Why Creative People Are Eccentric

  L: Albert Einstein                            R: Salvador Dali by Philippe Halsmann

Giorgio Vasari's account of the lives of great artists is full of odd behavior. But even if Vasari's history is part-fiction - as we now know it is - eccentricity is a good sign in a creative mind and quite common. Shelley Carson, a psychologist and lecturer at Harvard, recounts how the composer Robert Schumann believed that his music was dictated to him by Beethoven just as, for instance, I show that some poetic painters felt they were a re-incarnation of an earlier master.1 These forms of eccentricity are not unlike the modes of thinking associated with schizophrenia and while few artists are schizophrenic many may have, according to Carson, a schizotypal personality that while perfectly healthy lets them think differently.
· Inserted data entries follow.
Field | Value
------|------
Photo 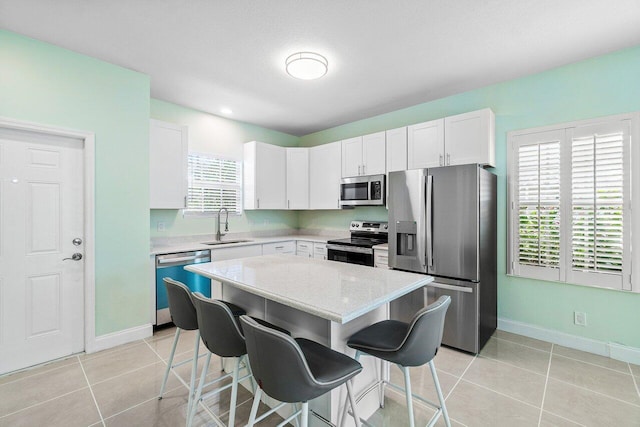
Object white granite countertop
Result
[151,234,343,255]
[185,255,433,324]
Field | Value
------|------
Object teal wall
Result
[299,47,640,347]
[151,99,299,237]
[0,30,150,336]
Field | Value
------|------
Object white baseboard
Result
[498,318,640,365]
[85,323,153,354]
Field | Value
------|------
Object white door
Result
[287,148,309,209]
[444,108,496,166]
[387,127,407,173]
[362,131,387,175]
[342,136,362,178]
[407,119,445,169]
[0,130,84,374]
[309,141,342,209]
[256,142,287,209]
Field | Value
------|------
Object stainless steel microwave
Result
[340,175,385,206]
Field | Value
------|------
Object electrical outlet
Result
[573,311,587,326]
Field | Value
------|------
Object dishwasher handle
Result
[156,250,211,267]
[427,282,473,294]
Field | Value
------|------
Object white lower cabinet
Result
[296,240,313,258]
[373,249,389,268]
[262,240,296,255]
[313,243,327,259]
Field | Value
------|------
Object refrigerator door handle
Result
[425,175,433,269]
[416,174,427,273]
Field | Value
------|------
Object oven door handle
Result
[327,244,373,254]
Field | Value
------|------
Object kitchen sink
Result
[202,239,252,246]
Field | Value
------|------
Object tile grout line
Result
[555,354,633,376]
[78,356,106,426]
[551,377,640,408]
[464,380,552,409]
[493,335,553,353]
[443,354,478,403]
[0,387,87,420]
[100,384,182,420]
[478,355,544,377]
[498,337,633,375]
[0,355,78,387]
[538,343,554,427]
[384,387,469,427]
[627,362,640,397]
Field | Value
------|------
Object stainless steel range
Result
[327,221,389,267]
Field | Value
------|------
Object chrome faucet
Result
[216,208,229,241]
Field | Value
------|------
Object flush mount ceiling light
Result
[285,52,329,80]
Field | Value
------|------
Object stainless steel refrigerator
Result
[389,164,497,353]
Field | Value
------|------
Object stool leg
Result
[187,329,200,422]
[380,359,387,408]
[158,328,180,400]
[429,359,451,427]
[248,387,262,427]
[187,353,211,427]
[398,365,415,427]
[301,402,309,427]
[292,403,300,427]
[344,380,360,427]
[228,357,240,426]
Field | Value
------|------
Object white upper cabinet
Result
[243,141,287,210]
[407,108,496,169]
[342,136,362,178]
[149,120,189,209]
[342,132,386,178]
[444,108,496,166]
[387,127,407,172]
[407,119,444,169]
[309,141,342,209]
[362,131,387,175]
[286,148,309,209]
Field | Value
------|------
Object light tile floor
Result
[0,329,640,427]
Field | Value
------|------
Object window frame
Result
[182,151,244,218]
[506,113,640,292]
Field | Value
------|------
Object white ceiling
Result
[0,0,640,135]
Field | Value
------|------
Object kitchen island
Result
[185,255,433,426]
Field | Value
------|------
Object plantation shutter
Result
[186,153,242,215]
[514,131,563,280]
[570,122,628,287]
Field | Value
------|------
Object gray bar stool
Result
[158,277,246,417]
[187,292,289,426]
[240,316,362,427]
[341,296,451,427]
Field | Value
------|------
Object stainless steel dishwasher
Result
[155,249,211,326]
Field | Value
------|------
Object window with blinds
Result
[571,132,624,274]
[186,153,242,215]
[518,141,560,268]
[508,118,631,289]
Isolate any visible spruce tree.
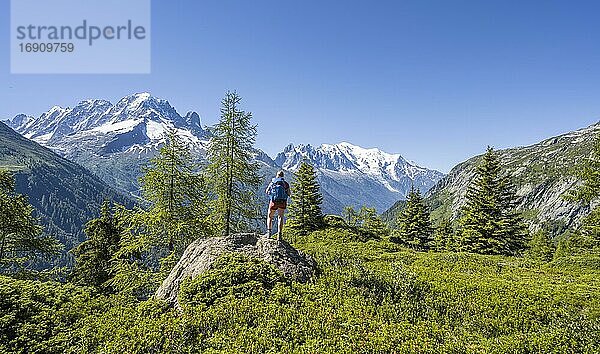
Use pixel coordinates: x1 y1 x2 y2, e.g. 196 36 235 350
108 130 212 298
207 92 260 235
394 187 433 250
71 201 122 293
140 130 210 254
459 147 527 255
0 170 61 274
288 161 323 235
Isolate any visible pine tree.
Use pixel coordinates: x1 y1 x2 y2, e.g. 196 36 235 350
459 147 527 255
71 201 122 293
288 161 323 235
394 187 433 250
140 130 210 254
108 131 212 298
0 170 61 273
207 92 260 235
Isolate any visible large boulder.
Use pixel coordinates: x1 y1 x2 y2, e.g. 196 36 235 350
155 233 317 307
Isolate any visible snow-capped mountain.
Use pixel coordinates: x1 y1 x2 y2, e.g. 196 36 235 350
8 93 443 213
8 93 216 194
275 142 444 211
9 93 209 155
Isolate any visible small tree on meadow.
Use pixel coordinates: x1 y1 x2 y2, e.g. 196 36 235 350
288 161 323 235
458 147 527 255
394 187 433 249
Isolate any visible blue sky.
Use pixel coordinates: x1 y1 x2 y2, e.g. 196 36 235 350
0 0 600 172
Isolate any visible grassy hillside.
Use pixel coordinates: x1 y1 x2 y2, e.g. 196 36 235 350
0 123 132 264
0 229 600 353
384 123 600 234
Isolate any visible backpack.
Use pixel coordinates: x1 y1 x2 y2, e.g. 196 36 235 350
269 178 287 202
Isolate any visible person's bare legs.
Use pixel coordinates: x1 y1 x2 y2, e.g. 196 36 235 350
277 209 285 240
267 208 275 237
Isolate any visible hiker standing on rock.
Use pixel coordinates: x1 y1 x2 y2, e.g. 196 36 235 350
265 171 292 240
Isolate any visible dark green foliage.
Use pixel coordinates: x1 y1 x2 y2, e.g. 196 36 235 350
0 276 93 354
342 206 390 239
179 253 287 307
207 92 261 235
392 187 433 250
459 147 527 255
71 201 123 292
0 169 61 274
140 131 209 250
0 122 133 269
288 161 323 235
0 229 600 354
433 218 455 252
107 132 213 299
527 230 555 262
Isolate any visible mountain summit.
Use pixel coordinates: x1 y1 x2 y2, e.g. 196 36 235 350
7 92 444 213
275 142 444 211
7 92 210 194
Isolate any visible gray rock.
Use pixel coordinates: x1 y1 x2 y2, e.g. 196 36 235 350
155 233 317 307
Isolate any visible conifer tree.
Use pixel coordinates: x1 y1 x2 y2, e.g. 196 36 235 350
108 130 212 298
0 170 61 273
397 187 433 249
288 161 323 235
207 92 260 235
71 201 122 293
140 130 209 254
459 147 527 255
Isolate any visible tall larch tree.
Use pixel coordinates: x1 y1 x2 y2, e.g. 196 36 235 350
107 130 212 298
71 201 122 293
207 92 260 235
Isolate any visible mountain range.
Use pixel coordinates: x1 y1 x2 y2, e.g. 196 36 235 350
7 93 444 213
0 122 133 265
384 123 600 236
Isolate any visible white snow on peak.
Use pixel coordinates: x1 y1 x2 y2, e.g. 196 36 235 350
91 119 142 133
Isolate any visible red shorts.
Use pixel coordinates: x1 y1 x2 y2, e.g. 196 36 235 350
269 200 287 210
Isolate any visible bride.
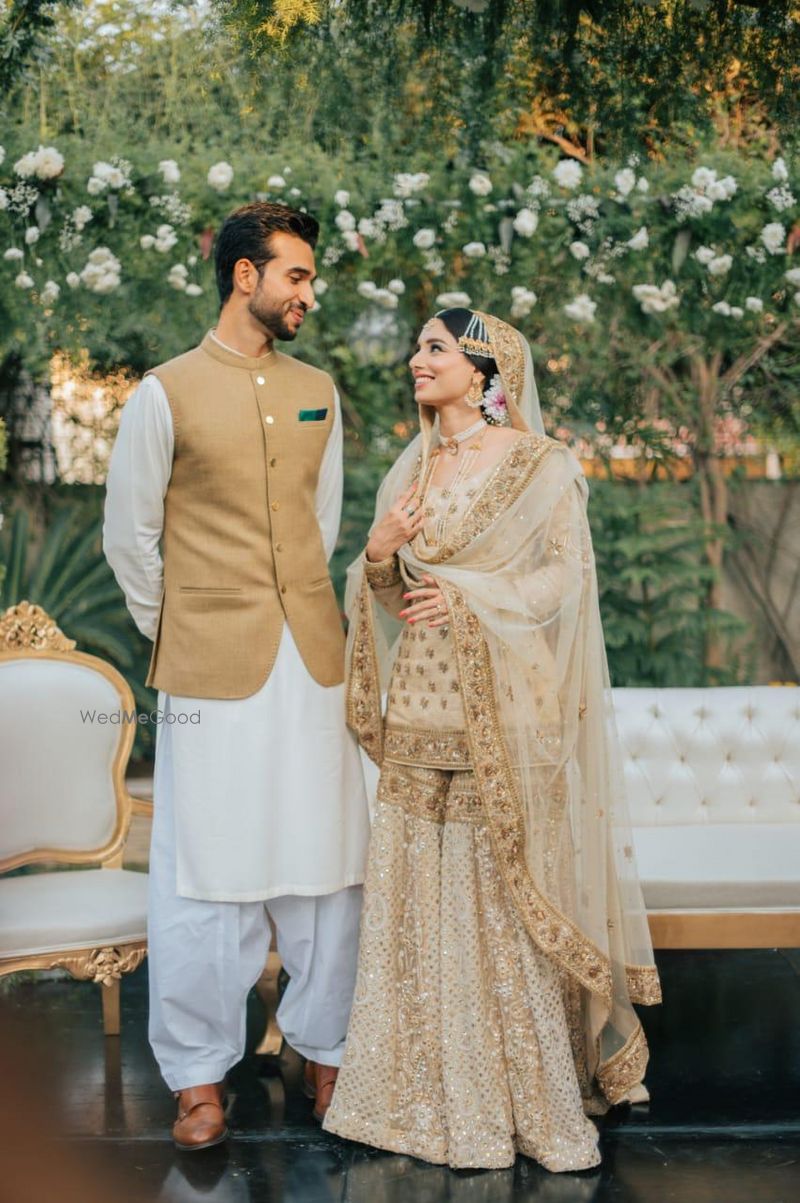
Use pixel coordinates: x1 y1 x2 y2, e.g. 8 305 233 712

In one sign of it, those who score highly on "a measure of creative achievement in the arts are more likely to endorse magical thinking - such as belief in telepathic communication, dreams that portend the future, and memories of past lives." They may also hear voices whispering in the wind.

We all have mental filters to hide the vast amount of sensory data that comes through the senses. We would be overwhelmed by it if we did not. Subconsciously, though, our brains are constantly storing and retrieving images and memories to decode this incoming information, most of which never reaches awareness. Schizophrenics and schizotypal individuals have reduced functioning of these cognitive filters, a process called latent inhibition. Often associated with offbeat thoughts and hallucinations, it is easy to see how a sudden image, appearing in a mind with less filtering, might lead to strange perceptual experiences, such as seeing imaginary people. It is also a process essential to creative thinkers in all fields including science. As Carson explains: "During moments of insight, cognitive filters relax momentarily and allow ideas that are on the brain's back burners to leap forward into conscious awareness, in the same manner that bizarre thoughts surface in the mind of the psychotic individual." A Beautiful Mind, of course, is one of her examples, the account of a brilliant mathematician at Princeton diagnosed with schizophrenia. Asked why he was so convinced that aliens were contacting him from outer space, he answered: "Because the ideas I had about supernatural beings came to me the same way that my mathematical ideas did. So I took them seriously."

Carson concludes that the less-filtered mind is so filled with unusual stimuli that attention is bound to be more focussed on that inner universe that most of us ignore. Is it coincidence, then, that so many scenes in art are inside not outside?


 

1. Shelley Carson, "The Unleashed Mind: Why Creative People are Eccentric", Scientific American, April 14, 2011.  Retrieved Aug. 5, 2013.